A satellite orbits the earth at a height of 400 km above the surface. How much energy must be expended to rocket the satellite out of the earth's gravitational influence? Mass of the satellite $=200kg$; mass of the earth $=6.0\times {10}^{24}kg$; radius of the earth $=6.4\times {10}^{6}m$; G = $6.67\times {10}^{-11}N{m}^{2}k{g}^{-2}$.

Answer 1

Mass of the Earth, $M=6.0\times {10}^{24}kg$
$m=200kg$
$R_e=6.4\times {10}^{6}m$
$G=6.67\times {10}^{-11}N{m}^{2}k{g}^{-2}$
Height of the satellite,$h=400km=4\times {10}^{5}m$

Total energy of the satellite at height h$=\left(1/2\right)m{v}^2+(-G\frac{M_{e}m}{(R_e+h)})$
Orbital velocity of the satellite, $v=\sqrt{\frac{G{M}_e}{R_e+h}}$

Total energy at height h $=\frac{1}{2}\frac{G{M}_{e}m}{R_e+h}-\frac{G{M}_{e}m}{R_e+h}$

$TotalEnergy=-\frac{1}{2}\frac{G{M}_{e}m}{R_e+h}$

The negative sign indicates that the satellite is bound to the Earth.

Energy required to send the satellite out of its orbit = – (Bound energy)
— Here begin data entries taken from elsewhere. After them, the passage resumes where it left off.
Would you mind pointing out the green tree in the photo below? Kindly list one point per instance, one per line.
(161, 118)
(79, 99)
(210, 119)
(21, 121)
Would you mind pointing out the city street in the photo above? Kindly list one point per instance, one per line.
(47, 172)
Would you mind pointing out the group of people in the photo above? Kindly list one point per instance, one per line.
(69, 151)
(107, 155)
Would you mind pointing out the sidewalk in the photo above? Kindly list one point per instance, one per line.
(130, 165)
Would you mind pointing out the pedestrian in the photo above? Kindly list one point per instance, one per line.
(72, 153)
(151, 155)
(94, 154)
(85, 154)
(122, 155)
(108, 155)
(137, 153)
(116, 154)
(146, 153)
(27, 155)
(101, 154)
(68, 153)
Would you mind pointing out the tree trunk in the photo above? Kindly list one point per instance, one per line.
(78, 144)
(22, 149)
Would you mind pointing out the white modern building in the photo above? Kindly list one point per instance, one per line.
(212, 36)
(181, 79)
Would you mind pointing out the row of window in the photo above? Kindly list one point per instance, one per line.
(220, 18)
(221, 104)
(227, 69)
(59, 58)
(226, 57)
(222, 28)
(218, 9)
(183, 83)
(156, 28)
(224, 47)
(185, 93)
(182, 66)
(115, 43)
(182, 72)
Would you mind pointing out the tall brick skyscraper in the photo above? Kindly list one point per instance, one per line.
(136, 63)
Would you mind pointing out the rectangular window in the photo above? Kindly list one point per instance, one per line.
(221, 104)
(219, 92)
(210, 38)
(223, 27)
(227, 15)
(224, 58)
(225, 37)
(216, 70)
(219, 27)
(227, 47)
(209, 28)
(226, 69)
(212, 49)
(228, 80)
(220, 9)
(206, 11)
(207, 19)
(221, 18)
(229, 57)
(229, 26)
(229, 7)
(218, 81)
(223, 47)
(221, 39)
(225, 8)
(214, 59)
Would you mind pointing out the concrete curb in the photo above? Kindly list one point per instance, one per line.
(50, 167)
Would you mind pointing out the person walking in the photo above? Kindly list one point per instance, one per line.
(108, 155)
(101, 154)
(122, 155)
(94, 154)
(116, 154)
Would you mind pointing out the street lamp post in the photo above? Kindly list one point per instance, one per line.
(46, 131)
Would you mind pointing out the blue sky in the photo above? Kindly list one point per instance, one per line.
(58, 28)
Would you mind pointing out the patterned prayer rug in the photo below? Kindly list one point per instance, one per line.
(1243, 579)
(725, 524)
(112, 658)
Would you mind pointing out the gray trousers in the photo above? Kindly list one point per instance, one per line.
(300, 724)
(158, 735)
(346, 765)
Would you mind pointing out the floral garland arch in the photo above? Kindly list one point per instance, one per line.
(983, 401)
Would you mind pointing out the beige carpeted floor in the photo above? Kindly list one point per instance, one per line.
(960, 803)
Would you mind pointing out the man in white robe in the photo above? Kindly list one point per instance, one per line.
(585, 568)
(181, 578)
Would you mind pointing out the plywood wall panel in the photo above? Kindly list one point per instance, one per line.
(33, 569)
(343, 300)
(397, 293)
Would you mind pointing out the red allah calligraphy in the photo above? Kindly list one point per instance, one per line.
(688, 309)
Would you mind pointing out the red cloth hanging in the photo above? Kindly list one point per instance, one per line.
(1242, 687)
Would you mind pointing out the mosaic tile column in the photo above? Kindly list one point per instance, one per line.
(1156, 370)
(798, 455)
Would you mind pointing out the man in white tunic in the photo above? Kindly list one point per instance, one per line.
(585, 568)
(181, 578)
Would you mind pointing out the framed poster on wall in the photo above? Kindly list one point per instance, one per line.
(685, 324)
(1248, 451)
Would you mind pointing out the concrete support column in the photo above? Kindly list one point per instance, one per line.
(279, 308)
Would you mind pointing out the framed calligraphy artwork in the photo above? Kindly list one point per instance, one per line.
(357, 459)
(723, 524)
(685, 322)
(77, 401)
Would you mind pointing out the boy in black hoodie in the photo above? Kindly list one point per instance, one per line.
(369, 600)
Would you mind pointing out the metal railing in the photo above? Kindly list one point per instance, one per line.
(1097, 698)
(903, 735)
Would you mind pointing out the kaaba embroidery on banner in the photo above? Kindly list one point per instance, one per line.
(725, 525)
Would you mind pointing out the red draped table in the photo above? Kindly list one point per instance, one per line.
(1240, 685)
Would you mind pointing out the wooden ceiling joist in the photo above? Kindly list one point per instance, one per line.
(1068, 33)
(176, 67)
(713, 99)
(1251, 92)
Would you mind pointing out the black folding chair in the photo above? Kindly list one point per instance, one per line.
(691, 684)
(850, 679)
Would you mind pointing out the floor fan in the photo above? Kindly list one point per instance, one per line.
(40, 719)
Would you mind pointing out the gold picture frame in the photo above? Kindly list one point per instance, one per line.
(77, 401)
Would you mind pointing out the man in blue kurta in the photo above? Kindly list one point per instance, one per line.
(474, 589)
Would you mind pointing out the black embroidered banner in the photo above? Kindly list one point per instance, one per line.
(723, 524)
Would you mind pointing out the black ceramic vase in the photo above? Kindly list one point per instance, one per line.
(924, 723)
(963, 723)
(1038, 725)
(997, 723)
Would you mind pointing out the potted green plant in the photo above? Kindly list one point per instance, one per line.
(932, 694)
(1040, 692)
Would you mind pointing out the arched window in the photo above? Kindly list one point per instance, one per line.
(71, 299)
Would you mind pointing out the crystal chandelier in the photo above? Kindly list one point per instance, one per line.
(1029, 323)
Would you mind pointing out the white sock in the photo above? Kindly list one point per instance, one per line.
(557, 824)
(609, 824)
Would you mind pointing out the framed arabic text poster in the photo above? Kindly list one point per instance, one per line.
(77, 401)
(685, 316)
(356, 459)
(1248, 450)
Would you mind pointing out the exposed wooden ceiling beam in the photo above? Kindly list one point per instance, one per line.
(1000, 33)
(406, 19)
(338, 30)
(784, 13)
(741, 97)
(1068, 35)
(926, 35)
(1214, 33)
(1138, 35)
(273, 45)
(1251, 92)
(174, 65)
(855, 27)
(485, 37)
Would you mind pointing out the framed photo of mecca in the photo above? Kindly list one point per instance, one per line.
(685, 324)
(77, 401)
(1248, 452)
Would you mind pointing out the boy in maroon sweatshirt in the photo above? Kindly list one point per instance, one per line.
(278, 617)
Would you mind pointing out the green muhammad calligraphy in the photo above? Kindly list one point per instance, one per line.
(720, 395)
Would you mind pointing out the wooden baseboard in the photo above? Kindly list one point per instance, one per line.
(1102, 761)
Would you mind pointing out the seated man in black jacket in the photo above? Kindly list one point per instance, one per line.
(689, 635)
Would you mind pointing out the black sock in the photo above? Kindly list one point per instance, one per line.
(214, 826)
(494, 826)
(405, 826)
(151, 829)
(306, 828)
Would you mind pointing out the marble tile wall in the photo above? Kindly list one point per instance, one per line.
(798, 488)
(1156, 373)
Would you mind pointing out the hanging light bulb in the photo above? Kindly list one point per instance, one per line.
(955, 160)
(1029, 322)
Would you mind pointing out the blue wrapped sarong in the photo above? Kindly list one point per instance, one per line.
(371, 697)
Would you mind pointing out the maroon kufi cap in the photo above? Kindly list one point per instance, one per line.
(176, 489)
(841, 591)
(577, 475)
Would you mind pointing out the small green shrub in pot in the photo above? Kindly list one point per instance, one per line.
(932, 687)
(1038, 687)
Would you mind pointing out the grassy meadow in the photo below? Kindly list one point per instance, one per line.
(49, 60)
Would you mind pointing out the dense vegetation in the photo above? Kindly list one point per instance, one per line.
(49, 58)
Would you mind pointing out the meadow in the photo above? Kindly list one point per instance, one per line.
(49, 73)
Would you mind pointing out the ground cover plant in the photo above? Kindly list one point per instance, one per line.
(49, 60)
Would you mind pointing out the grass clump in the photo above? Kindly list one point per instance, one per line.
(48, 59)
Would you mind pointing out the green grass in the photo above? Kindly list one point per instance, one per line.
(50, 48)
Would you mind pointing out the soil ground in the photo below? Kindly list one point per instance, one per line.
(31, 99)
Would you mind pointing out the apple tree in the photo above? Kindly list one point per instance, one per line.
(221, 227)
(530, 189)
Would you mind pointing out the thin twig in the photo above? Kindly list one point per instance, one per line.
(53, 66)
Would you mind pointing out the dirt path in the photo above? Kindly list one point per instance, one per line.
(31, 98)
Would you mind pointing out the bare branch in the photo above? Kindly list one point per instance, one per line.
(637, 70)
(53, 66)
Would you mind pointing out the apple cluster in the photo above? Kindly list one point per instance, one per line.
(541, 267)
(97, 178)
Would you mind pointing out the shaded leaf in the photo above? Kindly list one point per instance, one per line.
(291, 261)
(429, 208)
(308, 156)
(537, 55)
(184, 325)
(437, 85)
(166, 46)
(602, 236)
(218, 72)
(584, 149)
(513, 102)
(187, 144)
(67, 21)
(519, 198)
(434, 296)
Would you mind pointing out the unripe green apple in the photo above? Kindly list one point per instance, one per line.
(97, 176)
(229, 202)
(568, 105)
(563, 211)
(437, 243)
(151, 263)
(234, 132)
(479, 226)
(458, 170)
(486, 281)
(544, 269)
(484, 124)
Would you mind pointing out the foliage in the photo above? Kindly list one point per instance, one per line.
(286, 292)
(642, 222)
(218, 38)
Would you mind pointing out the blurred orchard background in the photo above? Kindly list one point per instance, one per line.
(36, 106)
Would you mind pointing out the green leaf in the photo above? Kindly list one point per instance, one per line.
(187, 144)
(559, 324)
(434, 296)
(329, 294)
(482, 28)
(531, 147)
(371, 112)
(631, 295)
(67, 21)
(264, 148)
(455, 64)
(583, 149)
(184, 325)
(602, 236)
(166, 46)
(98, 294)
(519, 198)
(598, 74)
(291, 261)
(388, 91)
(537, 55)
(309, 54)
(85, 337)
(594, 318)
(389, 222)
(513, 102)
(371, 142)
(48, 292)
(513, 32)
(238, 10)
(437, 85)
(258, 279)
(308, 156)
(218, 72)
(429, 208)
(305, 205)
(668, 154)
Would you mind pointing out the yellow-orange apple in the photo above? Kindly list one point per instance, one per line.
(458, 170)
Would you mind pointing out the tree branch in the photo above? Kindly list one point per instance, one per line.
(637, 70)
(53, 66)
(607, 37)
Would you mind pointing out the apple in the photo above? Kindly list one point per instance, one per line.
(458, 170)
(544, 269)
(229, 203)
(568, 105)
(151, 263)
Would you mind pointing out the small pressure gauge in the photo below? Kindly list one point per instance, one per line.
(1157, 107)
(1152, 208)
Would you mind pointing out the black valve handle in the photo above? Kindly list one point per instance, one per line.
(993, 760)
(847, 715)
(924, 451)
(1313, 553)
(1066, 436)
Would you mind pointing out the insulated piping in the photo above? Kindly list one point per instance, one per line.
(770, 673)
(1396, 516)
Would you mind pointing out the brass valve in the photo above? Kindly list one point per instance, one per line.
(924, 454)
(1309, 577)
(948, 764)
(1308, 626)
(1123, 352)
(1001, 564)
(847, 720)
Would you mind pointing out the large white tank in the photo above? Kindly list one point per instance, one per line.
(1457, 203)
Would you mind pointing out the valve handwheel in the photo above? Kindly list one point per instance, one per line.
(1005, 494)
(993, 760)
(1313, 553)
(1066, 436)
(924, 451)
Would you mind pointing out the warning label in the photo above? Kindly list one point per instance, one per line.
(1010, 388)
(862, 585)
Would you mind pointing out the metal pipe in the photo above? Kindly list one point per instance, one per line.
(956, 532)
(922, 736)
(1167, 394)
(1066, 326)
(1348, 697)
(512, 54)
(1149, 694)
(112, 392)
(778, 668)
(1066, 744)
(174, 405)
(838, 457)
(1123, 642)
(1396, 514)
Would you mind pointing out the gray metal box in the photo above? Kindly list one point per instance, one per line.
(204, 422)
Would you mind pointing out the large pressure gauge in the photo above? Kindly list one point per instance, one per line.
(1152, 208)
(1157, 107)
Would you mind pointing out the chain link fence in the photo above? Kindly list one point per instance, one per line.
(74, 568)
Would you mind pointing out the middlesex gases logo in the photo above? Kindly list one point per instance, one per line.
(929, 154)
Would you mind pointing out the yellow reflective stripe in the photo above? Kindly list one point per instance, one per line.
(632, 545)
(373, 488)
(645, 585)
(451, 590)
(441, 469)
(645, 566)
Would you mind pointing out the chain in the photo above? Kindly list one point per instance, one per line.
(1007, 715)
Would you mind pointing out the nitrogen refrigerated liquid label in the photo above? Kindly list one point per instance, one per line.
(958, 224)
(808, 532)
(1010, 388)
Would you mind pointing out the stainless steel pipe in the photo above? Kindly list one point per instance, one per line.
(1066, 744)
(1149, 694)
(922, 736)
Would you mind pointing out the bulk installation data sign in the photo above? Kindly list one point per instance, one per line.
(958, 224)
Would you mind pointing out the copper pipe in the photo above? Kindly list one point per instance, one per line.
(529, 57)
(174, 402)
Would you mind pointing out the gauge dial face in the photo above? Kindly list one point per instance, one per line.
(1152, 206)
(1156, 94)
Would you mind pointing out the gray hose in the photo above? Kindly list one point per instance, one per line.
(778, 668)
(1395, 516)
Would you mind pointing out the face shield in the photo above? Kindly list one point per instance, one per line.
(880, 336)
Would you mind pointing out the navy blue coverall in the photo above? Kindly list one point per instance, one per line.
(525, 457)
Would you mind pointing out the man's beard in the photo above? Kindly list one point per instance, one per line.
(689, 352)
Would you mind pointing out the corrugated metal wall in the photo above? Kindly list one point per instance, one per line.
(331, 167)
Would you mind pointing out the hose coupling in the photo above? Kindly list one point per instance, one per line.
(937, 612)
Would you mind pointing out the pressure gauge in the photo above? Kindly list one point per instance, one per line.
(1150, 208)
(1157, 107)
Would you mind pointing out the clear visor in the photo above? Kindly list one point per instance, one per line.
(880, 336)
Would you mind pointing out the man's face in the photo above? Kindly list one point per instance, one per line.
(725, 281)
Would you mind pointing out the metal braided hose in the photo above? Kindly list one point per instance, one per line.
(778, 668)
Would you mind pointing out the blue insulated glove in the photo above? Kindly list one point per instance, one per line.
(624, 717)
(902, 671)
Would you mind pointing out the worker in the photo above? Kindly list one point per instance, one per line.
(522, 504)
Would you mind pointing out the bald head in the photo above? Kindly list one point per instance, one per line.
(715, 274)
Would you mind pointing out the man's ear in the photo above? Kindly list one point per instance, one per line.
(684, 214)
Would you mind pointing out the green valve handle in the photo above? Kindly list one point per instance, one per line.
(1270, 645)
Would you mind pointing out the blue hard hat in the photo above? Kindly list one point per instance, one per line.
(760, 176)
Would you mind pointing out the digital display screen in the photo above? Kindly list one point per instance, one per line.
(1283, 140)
$=\frac{G{M}_{e}m}{2(R_e+h)}$

$=\frac{6.67\times {10}^{-11}\times 6\times {10}^{24}\times 200}{2(6.4\times {10}^6+4\times {10}^5)}$

$=5.9\times {10}^{9}J$

If the satellite just escapes from the gravitational field, then total energy of the satellite is zero. Therefore, we have to supply $5.9\times {10}^{9}J$ of energy to just escape it.